The growth of Social Media is dramatically impacting how agencies promote themselves.
I’ve recently been called a very excitable prophet who wants you to believe social media is the only new business tool. I am not that naive. But neither am I naive enough NOT TO BELIEVE that the advertising industry and the way agencies obtain new business has significantly changed. It will continue to evolve and the changes will dramatically accelerate. That isn’t hype, it’s the truth.
If some in our industry want to call me a prophet, so be it. But I’m telling you, “the flood is coming and you had better get on the social media boat!”
My epiphany, connecting social media to ad agency new business, came when I was reading the CMO’s Marketing Outlook Study and came across this statistic, “80% of decision makers say they found the vendor, not the other way around.”
This report also stated that in 2008 social media would become mainstream. Social media has already impacted advertising as we know it. It also impacts new business development. Instead of chasing after new business it was more important for an agency to have an appealing position to be found by a specific target audience. As important as a website is for an agency it is now as important to have a new gateway to the agency, a blog.
I’ve never said that traditional methods don’t work. I’ve written in this blog about the best practices for direct mail, RFP responses, pitching for new business, even cold calling. I also believe that when the economic recovery comes, a lot of agencies will continue to obtain new business through their personal networks and referrals as they did before.
But, I don’t believe that doing new business the traditional way is the best method. There is a new way to do it more efficiently and effectively by incorporating social media as a central part of your agency’s new business program.
You can call me a believer, because I’m totally convinced of the benefits of social media for ad agency new business. It is like networking on steroids. Prospective clients actually initiate the contact with you and when they do the conversation is much further down the road and they are ready to do business often without you having to pitch for it.
As an agency new business guy for almost my entire advertising career, I’ve found that social media provides the way you could only dream agency new business should work.
There is also an added plus. Beyond the benefits of providing a consistent, measurable new business pipeline, it is the best professional enrichment tool I have ever used as well as the best tool I’ve ever seen for simplifying the agency branding process.

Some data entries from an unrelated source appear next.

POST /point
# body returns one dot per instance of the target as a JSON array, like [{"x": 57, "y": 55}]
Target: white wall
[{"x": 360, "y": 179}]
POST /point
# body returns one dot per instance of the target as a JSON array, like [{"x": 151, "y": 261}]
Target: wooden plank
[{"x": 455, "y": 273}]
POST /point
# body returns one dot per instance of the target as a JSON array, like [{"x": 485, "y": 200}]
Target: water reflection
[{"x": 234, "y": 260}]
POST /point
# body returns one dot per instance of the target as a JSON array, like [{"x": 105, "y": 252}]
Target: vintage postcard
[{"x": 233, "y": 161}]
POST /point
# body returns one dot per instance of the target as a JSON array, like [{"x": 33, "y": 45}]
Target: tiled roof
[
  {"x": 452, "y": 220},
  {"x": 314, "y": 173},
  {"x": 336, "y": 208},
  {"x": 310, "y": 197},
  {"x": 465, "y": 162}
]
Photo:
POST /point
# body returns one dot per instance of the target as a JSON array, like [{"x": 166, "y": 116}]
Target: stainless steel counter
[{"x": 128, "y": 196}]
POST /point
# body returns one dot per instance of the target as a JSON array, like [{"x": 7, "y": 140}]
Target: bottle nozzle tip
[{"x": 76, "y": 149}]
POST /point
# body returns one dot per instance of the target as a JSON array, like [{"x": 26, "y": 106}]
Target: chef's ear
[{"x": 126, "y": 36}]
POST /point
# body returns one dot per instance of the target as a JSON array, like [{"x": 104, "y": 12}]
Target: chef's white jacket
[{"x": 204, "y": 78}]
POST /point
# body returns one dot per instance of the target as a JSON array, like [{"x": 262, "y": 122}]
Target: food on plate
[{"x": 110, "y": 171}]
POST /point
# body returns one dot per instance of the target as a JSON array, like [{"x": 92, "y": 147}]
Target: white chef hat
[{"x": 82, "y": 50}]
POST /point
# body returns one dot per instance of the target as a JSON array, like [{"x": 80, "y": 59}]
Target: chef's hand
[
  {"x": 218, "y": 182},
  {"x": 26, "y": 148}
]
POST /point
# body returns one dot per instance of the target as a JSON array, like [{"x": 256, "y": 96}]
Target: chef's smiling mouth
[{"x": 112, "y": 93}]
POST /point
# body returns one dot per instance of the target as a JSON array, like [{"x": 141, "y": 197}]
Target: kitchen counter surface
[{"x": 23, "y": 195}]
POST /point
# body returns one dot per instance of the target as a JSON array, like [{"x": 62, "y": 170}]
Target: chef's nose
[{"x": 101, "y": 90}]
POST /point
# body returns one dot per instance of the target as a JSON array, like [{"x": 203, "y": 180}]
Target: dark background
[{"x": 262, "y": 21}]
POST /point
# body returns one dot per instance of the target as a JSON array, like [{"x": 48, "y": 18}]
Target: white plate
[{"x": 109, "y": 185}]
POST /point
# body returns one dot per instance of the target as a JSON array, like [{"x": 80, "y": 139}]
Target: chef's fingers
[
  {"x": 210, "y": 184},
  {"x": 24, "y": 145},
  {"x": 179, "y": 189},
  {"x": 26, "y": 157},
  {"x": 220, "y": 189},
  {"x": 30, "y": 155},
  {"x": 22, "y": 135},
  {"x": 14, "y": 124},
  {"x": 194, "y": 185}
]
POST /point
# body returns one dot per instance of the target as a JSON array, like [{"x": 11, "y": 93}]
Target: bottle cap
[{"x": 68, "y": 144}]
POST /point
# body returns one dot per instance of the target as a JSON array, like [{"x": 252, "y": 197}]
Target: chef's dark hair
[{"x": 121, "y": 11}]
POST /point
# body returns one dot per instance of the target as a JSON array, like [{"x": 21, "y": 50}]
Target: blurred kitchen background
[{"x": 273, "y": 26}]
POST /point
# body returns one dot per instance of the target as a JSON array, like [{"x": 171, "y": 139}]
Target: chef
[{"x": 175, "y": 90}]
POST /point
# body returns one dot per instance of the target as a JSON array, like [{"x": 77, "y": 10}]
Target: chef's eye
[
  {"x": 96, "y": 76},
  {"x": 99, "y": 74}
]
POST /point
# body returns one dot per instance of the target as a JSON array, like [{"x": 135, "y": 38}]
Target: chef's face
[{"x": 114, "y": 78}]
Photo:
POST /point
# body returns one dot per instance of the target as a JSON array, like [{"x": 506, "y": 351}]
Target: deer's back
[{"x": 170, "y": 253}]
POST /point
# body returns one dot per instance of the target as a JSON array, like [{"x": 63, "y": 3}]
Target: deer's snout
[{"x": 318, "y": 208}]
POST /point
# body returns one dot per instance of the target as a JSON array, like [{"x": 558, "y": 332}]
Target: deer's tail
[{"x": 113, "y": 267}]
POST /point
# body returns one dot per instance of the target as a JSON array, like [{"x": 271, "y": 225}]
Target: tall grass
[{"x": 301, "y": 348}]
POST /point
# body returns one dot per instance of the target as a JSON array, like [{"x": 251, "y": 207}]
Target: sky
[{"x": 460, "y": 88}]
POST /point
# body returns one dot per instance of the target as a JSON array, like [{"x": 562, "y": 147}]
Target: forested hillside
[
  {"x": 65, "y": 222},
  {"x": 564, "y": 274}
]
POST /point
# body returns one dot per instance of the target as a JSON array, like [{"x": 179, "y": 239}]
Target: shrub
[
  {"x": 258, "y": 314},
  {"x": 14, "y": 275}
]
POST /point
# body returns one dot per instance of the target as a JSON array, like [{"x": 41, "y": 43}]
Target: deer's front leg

Why am I so confident when it comes to social media? I’ve walked the walk, not only talked the talk. I’ve practiced what I’ve preached and used the tools that I recommend my clients use.
I’ve blogged consistently for the past two years and spent countless hours getting up to speed; personally coached over 41 ad agency principals in social media and counseled and advised at least twice that number; have written 336 blog posts and received 810 comments; over 6,941 followers on Twitter and 8,489 twitter posts; not to mention maintaining an active presence with Facebook and LinkedIn.
I have a strong point of differentiation from my competitors and through conversations with my target audience I’ve been able to develop an appealing position. Even though I am a gifted “cold caller” I have yet to make a single cold or even warm call for my business.
To better understand social and how it can benefit agency new business, for the past two years I’ve worked long days, nights and weekends with little time off. I’ve had the mindset that I’m back in grad school. I felt that I had this unique window of opportunity to get ahead of the curve, out in front of the wave.
This is not the worst of times, it is actually the best of times for your agency. Small to midsize agencies have the same opportunity to gain market share as never before.
A comment to a recent guest post written by Jaci Russo, Should Ad Agency Pitches and RFPs Be a Thing of the Past? Chuck Robbins writes,
“We have taken this exact attitude in our new business efforts. We were recently asked to pitch for some business against two other firms. We had already done some significant relationship building with the President of the client company (met through a social media reconnect) and we told him that we would not devote a weeks worth of hours to build a presentation for them for free. We had already identified two projects where he needed our expertise. I told him he was loosing valuable time with an agency presentation. He agreed and wrote us a check. You two are way ahead of me but I am catching up fast!”
With all of that said, I’m not offended in the least for being called an excitable prophet. Prophets usually have to stand alone while others try to maintain the status quo.
So while other agencies debate the benefits of social, get in the boat and see for yourself what social can do for you and your agency. Clients are hungry for agencies that are willing to stop following the crowd and actually take the lead.